Will Market ‘Agree’ to Rally?

After the big sell-off on Monday, it was expected that buyers would emerge Tuesday — and stocks did open higher, but only to spend the remainder of the day bouncing off of Dow (DJI) 6,700. The major indices closed lower for the fifth-straight session and ended at new 12-year lows.

In testimony before the Senate Budget Committee, Chairman of the Federal Reserve Ben Bernanke said that the near-term outlook for the economy is weak and will likely be worse than most economists predicted.

He said, “The recent near-term indicators show little sign of improvement,” and “Although the near-term outlook for the economy is weak, over time, a number of factors should promote the return of solid gains in economic activity in the context of low and stable inflation.”

Economists at Goldman Sachs backed (GS) much of the chairman’s statistics, confirming that their forecast says that the U.S. economy will fall 7.0% in Q1.

The auto industry continued to post horrible sales with General Motors (GM), reporting sales for February that were off 53% and Ford (F) said its numbers fell 48%. Toyota (TM) said it would seek help from the Japanese government.

At the close, the Dow Jones Industrial Average (DJI) was off 37 points to 6,726, the S&P 500 (SPX) fell four points to 696, and the Nasdaq (NASD) was off two points, closing at 1,321.

The New York Stock Exchange traded 1.9 billion shares, with decliners ahead of advancers by 2-to-1, which was mirrored by the Nasdaq as it traded 985 million shares.

Crude oil (April contract) rose $1.50 to $41.65, and the Amex Energy SPDR (XLE) closed at $38.31, up 19 cents.

Gold (April contract) was lower for the seventh-straight session, closing at $913.60, off $26.40. The April contract has fallen more than 9% since closing above $1,000 on Feb. 20. The PHLX Gold/Silver Index (XAU) gained $3.43, closing at $113.46.

What the Markets Are Saying

After five days down, many are saying that the market is bound to get a rally since it is so “oversold.”

But the current break is much like the October drop that took the Dow (DJI) from just above 10,500 to 7,774 in seven-straight sessions, ending with the selling climax of Oct. 10. And that last day of selling ended the decline when a key reversal finally marked the bottom of a trading range that would last for more than four months.

The point is that the market doesn’t “have to do” anything.
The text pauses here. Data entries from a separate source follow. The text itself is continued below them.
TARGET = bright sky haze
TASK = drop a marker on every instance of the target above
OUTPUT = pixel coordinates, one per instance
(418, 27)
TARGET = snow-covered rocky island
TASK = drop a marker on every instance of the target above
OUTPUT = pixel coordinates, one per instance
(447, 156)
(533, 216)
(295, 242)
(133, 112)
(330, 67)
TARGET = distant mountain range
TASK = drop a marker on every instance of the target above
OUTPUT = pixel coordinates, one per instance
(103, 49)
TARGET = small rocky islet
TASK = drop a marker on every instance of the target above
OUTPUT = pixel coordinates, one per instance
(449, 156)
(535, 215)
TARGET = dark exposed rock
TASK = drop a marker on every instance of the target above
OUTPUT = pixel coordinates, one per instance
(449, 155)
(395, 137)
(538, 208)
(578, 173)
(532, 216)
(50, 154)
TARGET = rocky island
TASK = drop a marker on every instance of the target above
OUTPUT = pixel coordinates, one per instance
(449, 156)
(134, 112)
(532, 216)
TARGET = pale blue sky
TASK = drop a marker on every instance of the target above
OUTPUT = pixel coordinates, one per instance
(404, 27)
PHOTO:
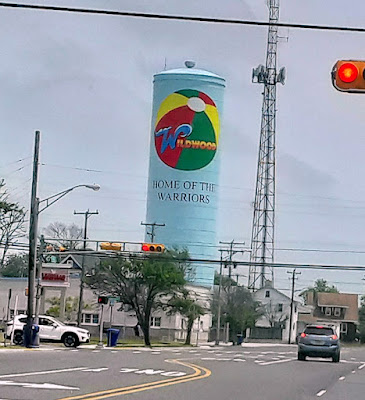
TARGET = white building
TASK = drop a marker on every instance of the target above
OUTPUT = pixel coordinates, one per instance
(275, 321)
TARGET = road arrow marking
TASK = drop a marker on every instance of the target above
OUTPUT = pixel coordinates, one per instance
(28, 385)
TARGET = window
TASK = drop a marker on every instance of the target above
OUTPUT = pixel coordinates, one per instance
(90, 319)
(155, 322)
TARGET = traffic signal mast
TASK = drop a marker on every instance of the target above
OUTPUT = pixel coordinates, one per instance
(349, 76)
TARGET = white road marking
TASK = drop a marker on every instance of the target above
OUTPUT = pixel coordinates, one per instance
(95, 369)
(28, 385)
(52, 371)
(278, 361)
(150, 371)
(173, 373)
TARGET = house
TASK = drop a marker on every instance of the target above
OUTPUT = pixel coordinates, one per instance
(163, 327)
(275, 320)
(339, 310)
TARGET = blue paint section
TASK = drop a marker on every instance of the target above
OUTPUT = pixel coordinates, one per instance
(186, 201)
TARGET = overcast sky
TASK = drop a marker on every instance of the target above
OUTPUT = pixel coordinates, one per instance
(85, 81)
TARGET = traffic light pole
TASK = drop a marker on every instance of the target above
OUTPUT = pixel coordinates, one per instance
(33, 228)
(100, 344)
(87, 215)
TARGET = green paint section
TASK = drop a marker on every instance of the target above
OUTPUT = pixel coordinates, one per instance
(192, 159)
(189, 93)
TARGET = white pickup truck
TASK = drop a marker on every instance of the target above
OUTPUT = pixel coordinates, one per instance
(50, 329)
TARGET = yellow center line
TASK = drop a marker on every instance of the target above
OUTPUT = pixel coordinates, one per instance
(198, 374)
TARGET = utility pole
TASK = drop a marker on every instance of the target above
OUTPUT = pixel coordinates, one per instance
(293, 278)
(87, 215)
(152, 232)
(217, 336)
(232, 252)
(33, 228)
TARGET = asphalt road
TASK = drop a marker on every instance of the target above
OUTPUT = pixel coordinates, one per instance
(257, 372)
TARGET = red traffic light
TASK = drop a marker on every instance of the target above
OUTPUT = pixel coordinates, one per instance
(348, 72)
(103, 300)
(153, 248)
(349, 76)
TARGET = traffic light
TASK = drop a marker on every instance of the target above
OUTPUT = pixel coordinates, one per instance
(103, 300)
(349, 76)
(111, 246)
(153, 247)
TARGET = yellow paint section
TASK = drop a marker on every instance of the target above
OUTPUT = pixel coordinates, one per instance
(212, 113)
(199, 373)
(171, 102)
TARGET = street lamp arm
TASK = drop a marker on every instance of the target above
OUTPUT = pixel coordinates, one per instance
(52, 199)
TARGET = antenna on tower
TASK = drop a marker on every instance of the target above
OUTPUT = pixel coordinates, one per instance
(262, 239)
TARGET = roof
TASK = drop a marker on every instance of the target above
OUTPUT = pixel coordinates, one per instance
(341, 300)
(277, 291)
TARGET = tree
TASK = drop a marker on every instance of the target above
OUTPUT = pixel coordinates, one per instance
(66, 235)
(238, 307)
(16, 266)
(183, 304)
(142, 284)
(12, 221)
(320, 286)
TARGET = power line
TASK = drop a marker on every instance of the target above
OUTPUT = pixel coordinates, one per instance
(180, 17)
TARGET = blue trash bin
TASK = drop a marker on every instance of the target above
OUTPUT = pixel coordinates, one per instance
(113, 337)
(33, 337)
(239, 339)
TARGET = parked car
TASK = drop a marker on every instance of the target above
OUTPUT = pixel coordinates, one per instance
(50, 329)
(319, 341)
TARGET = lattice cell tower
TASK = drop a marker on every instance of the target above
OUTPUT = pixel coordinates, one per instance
(262, 240)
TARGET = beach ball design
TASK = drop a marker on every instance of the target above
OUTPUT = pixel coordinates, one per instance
(187, 130)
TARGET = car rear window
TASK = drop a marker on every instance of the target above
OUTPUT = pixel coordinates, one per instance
(318, 331)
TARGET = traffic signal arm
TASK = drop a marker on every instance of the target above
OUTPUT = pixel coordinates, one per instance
(349, 76)
(153, 248)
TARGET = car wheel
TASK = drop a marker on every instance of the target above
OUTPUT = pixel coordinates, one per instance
(70, 340)
(18, 338)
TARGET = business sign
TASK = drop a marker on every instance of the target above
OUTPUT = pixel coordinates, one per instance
(55, 278)
(187, 130)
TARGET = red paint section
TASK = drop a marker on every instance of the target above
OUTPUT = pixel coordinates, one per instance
(174, 118)
(207, 99)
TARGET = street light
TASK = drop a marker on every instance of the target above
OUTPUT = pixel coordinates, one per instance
(37, 206)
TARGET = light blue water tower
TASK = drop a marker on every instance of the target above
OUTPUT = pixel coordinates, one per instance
(184, 163)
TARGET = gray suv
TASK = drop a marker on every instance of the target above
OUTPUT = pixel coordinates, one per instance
(319, 341)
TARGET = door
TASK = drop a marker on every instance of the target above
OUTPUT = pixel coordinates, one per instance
(48, 329)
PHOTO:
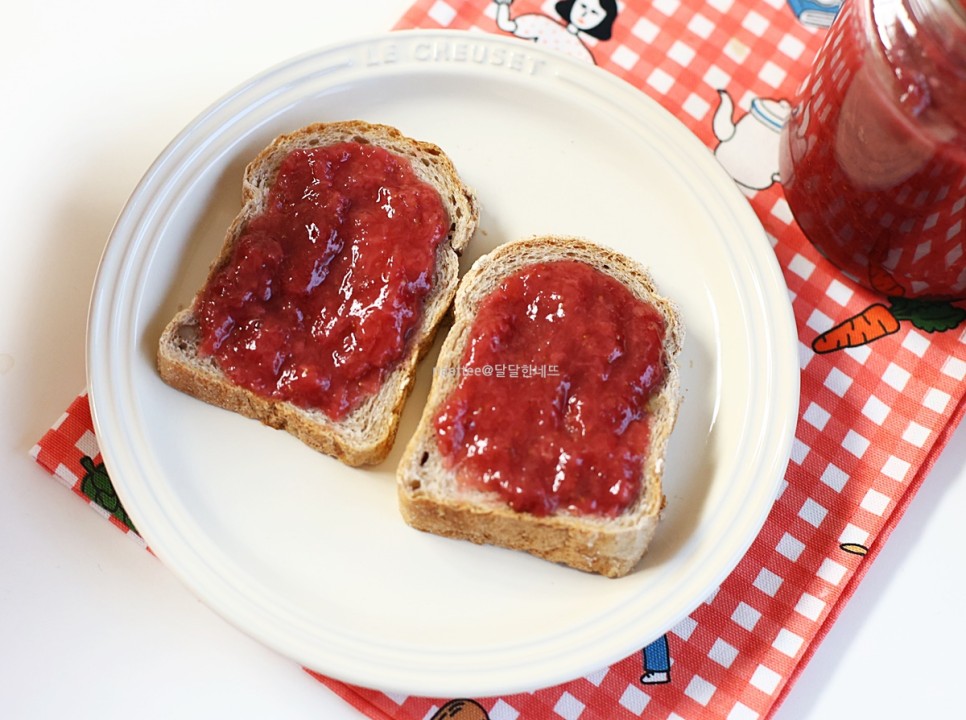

The current sell-off could end today or extend for any length of time, but it will likely end on a climax similar to the one on Oct. 10.

Bottom line: The market doesn’t have to follow anyone’s notion of when to buy. Looking back to our Trade of the Day from Feb. 26, which was the ProShares Ultra S&P ETF (SSO), the chart clearly shows a very neat double-bottom at $17.70 to $18.

I thought it a reasonably good place to buy the S&P 500 (SPX) for a bounce. But Mr. Market had other plans, and my idea was crushed, with SSO closing yesterday at $15.43.

And that brings me to something else: stop-loss orders.

The SSO Trade of the Day ended with this: “This a high-risk speculation and so a stop-loss order should be entered at just under the closing low of $17.70.”

Whenever investing short-term in any high-risk trade, it is always wise to use a stop, and, in this situation, you would have lost a fraction of a point instead of now holding an Ultra fund, which is down more than $2.30 in a declining market with no bottom in sight.

While there are few absolutes with investing, here is one of mine: Traders, always use stops.

Today’s Trading Landscape

Earnings of note to be reported today: Alesco Financial, Allion Healthcare, Allis-Chalmers Energy, Altra Holdings, American Commercial Lines, American Railcar Industries, American Safety Insurance, Big Lots, BJ’s Wholesale Club and Brown Shoe Company.

Churchill Downs, Cox Radio, Cross Country Healthcare, Darling Int’l, Dynamex, Edgewater Technology, EMS Technologies, Exelixis, Foot Locker, FPIC Insurance Group, France Telecom and Frozen Food Express Industries.

Genesis Lease Ltd, Giant Interactive Group, Global Ship Lease, InSite Vision, Jackson Hewitt Tax Service, Joy Global, Kadant, Legacy Reserves LP, Liz Claiborne, Maidenform Brands and Mindray Medical Int’l Ltd.

Natural Gas Services Group, Northgate Minerals Corp, Osteotech, PetSmart, RehabCare Group, Semtech, Sigma Designs, Spartech, Toll Brothers, URS Corp, Weight Watchers Int’l, and Yamana Gold.

The following economic reports are due: Mortgage Application Refinance Index for Feb. 27, February Automatic Data Processing (ADP) Employment Survey (the consensus expects a 680,000 drop), February Non-Manufacturing Index (the consensus expects 41), U.S. Energy Dept. Oil Inventories for Feb. 27, and the Federal Reserve Beige Book.

This morning, strong manufacturing data from China resulted in gains in Europe and Asia.